To draw the attention of Catholics to the critical issues which conditions, during the last decade or so, have created in our great West, and to offer solutions which will be beneficial to the Church, are the noble motives that have prompted your important work and guided you on to its completion.
Even though some may not fully share your views, or see eye to eye with you on the means of action you suggest, you will have nevertheless attained your object. You will have, I am confident, awakened interest in our Western problems which, I repeat, are unfortunately not known, or at least, are not fully appreciated by too many of our own.
There is a saying that the heart has reasons which the mind does not fully grasp. I feel sure that the many hours you have spent in the composition of your book, coupled with the strenuous work of the missions, to which you have consecrated yourself with unrelenting zeal since your departure from our midst, have been calculated to weaken your health. But your heart, unmindful of self, did not consider time and fatigue so long as your fellow-man was being benefited. Your love for God and His Church induced you to undertake this work and carry it through to completion. Your book, I am sure, is destined to produce happy results. This will be your consolation and your reward. Asking God to bless your work and wishing you to accept this expression of my constant gratitude and sincere friendship, I remain as ever,
Olivier ELZEAR Mathieu,
Archbishop of Regina.
Regina, November 21st, 1920.
Praesentia tangens. . . . . Futura prospiciens.
Problems characterize every age, sum up the complex life of nations and give them their distinctive features. They form that moral atmosphere which makes one period of history responsible and tributary to another. And indeed, in every human problem there is an ethical element. This imponderable factor, which often baffles our calculations, always remains the true, permanent driving force. For in the last analysis of human things, morality is what reachest furthest and matters most.
Problems may vary with the times and the countries, and yet, the moral issues involved never change; for, right is eternal. To detect this ethical element amid the ever restless waves of human activities has ever been the noble and constant effort of true leaders. Like the pilot they are ever watching for the lighted buoy on the tossing waves.

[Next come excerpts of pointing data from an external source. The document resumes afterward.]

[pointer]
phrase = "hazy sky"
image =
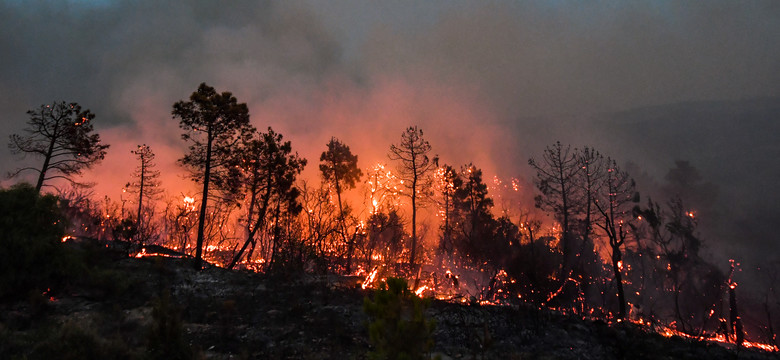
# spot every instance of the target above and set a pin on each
(472, 74)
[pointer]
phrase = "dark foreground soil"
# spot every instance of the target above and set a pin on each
(221, 314)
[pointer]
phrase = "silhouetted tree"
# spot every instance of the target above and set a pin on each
(339, 168)
(591, 179)
(556, 177)
(270, 169)
(61, 133)
(146, 183)
(472, 216)
(618, 192)
(214, 123)
(415, 165)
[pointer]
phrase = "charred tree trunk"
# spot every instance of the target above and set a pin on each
(202, 215)
(735, 321)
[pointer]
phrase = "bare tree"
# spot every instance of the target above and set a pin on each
(146, 183)
(415, 165)
(613, 204)
(215, 123)
(447, 182)
(339, 168)
(61, 133)
(556, 177)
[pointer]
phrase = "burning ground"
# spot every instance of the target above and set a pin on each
(117, 309)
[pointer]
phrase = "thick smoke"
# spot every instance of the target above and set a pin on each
(489, 82)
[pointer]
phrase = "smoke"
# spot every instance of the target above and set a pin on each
(490, 82)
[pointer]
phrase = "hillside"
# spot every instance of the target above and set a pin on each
(221, 314)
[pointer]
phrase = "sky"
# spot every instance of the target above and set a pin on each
(490, 82)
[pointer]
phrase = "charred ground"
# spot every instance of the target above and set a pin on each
(160, 307)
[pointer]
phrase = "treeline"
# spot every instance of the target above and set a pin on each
(607, 252)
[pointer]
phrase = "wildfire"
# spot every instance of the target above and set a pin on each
(189, 203)
(370, 278)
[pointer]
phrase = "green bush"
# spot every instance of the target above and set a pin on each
(32, 257)
(166, 335)
(399, 328)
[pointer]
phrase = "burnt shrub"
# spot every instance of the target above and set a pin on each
(166, 333)
(399, 328)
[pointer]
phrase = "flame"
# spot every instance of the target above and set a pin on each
(370, 278)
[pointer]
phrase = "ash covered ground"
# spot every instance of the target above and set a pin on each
(219, 314)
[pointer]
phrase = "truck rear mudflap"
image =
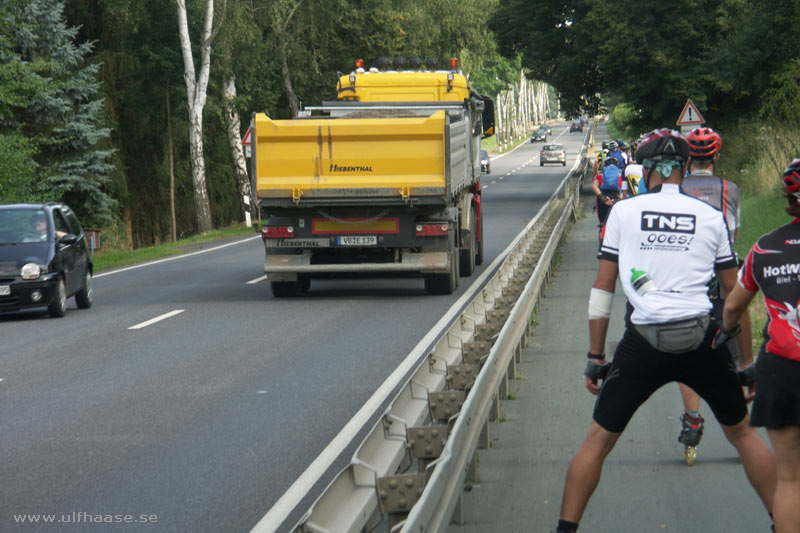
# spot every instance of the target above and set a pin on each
(287, 267)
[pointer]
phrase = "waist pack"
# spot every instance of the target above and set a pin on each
(678, 336)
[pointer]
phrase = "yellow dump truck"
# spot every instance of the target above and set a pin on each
(386, 178)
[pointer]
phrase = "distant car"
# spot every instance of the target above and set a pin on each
(553, 153)
(43, 258)
(539, 135)
(486, 167)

This moral element underlying all our national problems is what affects Catholics as such, or rather the medium through which Catholics are called to affect them. No period should prove more interesting to Catholics than our own, for the very principles of Christian Ethics are now being questioned and vindicated in the lives of nations, either by the benefits accruing from their application, or by the evils consequent upon their neglect.